Source:
https://scmp.com/lifestyle/film-tv/article/1860069/film-review-woody-allens-irrational-man-fleshes-out-moral-dilemma
Lifestyle

Film review: Woody Allen's Irrational Man fleshes out a moral dilemma

Allen's "perfect murder" plot morphs into existential comedy

Joaquin Phoenix and Emma Stone in a key scene from Irrational Man. The film (Category IIB) is directed by Woody Allen.

Many a filmmaker purporting to weave a “perfect murder” plot walks a thin line between meticulous posturising and misguided self-importance. A regular patron of this absurd quandary, Woody Allen’s latest venture into the terrain – after Crimes and Misdemeanors, Match Point and Cassandra’s Dream – isn’t going to put him anywhere near the pedestal occupied by Hitchcock and Chabrol.

Clumsy in parts and insubstantial as a whole, Irrational Man could however be seen as a different kind of triumph for its veteran writer-director. By juxtaposing the preposterous planning of a perfect crime with the fruitless search for meaning in the randomness of life, Allen’s suspenseful movie is so cynically narrated, it soon morphs into an existential comedy of an improbably high order.

The tortured soul here is Abe Lucas (Joaquin Phoenix), an alcoholic and marginally potbellied professor who carries his depressed mind with him when he leaves behind a life of activism to teach in a liberal-arts college in Rhode Island. And although a character remarks that Abe’s presence “should put some Viagra into the philosophy department”, the irony is that he is, at least temporarily, impotent.

Parker Posey and Phoenix in Irrational Man.
Parker Posey and Phoenix in Irrational Man.

As he does his best to fend off two women – his romantic colleague Rita Richards (Parker Posey) and eager undergrad student Jill Pollard (Emma Stone) – who appear all too ready to ditch their respective partners to run away with him, Abe stumbles across an unusual way to rejuvenate himself: after overhearing a conversation about the injustice caused by a biased judge, Abe decides to take drastic measures.

This irrational man’s subsequent actions are so comically outrageous they could prove off-putting to more logically minded viewers. Presenting a Dostoyevskian story of moral irresponsibility that nonetheless sees its criminal protagonist try hard to escape punishment, Allen’s film is relentless in squeezing out every last drop of irony he could, climaxing with one character walking literally into the void.

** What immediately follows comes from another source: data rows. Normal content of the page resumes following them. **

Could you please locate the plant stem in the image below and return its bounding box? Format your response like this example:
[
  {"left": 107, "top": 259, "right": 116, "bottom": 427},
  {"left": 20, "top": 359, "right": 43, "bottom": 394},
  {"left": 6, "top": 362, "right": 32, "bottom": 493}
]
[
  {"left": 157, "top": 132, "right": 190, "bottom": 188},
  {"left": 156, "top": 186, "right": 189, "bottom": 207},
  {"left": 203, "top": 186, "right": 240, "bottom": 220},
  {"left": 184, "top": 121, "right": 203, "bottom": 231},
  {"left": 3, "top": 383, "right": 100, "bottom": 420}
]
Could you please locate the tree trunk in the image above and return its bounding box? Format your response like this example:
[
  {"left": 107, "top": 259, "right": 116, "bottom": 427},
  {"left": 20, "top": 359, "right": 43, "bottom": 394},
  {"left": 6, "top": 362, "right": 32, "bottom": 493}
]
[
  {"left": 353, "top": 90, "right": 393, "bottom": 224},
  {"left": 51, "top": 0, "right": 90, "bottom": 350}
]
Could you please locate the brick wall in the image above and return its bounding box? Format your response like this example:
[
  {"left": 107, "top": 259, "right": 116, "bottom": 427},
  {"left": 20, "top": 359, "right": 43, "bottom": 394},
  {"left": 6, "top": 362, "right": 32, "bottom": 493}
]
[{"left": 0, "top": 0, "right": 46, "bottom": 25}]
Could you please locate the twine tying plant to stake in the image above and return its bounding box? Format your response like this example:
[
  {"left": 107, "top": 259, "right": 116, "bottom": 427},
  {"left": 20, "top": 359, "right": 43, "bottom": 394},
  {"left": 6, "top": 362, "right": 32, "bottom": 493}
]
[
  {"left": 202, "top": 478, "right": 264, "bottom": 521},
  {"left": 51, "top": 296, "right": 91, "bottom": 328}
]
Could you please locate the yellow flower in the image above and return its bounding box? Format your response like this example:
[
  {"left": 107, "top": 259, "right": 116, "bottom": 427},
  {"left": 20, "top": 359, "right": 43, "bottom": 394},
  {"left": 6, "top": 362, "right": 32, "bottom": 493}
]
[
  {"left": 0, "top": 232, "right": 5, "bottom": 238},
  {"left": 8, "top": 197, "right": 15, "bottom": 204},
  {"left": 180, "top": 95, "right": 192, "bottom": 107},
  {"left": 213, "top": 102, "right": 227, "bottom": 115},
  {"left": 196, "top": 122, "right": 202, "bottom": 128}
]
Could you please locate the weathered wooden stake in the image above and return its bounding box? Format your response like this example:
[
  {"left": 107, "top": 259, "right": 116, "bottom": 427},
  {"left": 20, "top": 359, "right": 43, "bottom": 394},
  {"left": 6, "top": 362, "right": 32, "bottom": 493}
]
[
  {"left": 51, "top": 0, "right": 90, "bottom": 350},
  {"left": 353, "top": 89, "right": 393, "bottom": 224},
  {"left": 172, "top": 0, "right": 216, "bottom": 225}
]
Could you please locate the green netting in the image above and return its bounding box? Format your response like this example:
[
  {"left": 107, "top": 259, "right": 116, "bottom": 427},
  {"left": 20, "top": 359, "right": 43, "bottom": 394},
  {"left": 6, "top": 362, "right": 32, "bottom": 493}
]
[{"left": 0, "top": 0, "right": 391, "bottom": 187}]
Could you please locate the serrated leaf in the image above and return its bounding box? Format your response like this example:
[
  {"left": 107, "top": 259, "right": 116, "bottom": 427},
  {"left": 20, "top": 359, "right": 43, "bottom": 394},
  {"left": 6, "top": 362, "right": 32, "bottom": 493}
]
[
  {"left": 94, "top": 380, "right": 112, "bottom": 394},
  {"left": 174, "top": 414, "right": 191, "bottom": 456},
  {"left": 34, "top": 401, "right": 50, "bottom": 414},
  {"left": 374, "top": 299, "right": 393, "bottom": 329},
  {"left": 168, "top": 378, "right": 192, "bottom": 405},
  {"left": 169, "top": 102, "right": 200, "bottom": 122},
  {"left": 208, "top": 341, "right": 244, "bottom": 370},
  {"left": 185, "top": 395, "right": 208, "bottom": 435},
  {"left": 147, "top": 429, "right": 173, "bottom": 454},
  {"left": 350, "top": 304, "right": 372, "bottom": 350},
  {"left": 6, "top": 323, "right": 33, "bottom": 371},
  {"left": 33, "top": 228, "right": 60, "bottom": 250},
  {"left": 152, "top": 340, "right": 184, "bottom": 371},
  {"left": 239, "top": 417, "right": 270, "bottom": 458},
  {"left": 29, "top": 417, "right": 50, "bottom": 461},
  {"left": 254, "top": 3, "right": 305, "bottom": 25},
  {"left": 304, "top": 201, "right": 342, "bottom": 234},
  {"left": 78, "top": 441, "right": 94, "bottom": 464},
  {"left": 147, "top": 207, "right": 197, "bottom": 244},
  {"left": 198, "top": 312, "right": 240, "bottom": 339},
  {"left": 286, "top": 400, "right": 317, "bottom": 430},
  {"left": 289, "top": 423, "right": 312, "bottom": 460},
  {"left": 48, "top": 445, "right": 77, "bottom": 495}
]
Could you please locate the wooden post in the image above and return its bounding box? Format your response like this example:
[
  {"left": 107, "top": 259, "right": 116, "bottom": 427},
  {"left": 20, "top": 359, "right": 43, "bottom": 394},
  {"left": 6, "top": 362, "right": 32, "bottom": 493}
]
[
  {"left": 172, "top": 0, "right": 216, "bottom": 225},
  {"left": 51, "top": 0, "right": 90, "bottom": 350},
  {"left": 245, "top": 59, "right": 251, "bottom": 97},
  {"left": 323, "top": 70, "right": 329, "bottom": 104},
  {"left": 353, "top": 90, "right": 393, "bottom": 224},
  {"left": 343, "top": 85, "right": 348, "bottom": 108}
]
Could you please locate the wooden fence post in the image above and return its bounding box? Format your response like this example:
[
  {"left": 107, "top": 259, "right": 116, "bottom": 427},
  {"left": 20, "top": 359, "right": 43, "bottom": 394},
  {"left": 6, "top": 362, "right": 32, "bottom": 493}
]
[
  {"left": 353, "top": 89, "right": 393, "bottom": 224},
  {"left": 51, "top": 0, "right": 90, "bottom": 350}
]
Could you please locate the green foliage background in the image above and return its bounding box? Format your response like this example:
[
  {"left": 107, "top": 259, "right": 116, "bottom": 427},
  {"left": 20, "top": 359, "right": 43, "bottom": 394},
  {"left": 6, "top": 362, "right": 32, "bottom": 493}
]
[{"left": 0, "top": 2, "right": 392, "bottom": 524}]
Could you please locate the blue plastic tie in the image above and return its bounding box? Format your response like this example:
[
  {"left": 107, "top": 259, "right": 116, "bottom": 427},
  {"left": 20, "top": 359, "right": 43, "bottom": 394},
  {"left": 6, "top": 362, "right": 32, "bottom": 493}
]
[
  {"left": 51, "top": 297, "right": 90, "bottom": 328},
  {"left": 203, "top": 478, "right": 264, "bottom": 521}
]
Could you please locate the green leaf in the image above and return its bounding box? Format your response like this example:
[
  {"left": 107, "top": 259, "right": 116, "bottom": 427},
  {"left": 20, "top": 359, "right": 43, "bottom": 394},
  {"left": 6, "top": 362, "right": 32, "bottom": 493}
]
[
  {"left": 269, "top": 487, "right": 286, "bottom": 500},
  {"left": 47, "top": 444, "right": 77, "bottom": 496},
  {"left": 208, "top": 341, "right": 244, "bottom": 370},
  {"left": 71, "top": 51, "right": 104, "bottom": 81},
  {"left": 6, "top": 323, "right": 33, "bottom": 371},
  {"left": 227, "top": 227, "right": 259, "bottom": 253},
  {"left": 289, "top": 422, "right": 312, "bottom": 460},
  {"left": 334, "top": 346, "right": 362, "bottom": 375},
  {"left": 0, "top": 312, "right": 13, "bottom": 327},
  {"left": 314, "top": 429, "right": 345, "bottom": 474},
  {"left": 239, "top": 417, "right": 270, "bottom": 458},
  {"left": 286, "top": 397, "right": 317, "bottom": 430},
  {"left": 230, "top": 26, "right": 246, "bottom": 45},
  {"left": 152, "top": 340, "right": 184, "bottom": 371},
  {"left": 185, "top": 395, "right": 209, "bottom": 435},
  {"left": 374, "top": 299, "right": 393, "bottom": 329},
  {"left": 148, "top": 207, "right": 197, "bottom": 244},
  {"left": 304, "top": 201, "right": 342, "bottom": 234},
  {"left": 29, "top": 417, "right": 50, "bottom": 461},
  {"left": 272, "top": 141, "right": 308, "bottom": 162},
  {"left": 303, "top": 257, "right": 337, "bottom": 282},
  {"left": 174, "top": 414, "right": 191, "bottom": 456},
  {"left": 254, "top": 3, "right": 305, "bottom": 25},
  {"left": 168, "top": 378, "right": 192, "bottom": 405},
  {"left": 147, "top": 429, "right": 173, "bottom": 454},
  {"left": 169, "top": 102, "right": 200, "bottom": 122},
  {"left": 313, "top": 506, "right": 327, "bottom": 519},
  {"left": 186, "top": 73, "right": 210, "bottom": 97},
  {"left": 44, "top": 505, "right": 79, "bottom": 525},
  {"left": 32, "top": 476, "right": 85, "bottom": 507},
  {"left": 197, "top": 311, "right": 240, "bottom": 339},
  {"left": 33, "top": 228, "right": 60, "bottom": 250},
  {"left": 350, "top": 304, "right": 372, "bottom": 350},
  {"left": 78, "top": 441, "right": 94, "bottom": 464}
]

While no more rational than their man, the two sexed-up non-muses played by Stone and Posey are worthy sparring partners for Abe, compellingly embodied by Phoenix as the thinker who inadvertently spins a farce by living out his existentialist hypothesis. At age 79, Allen is surely misanthropic enough to shrug at both the godless universe and the philosophers who tried to make it liveable.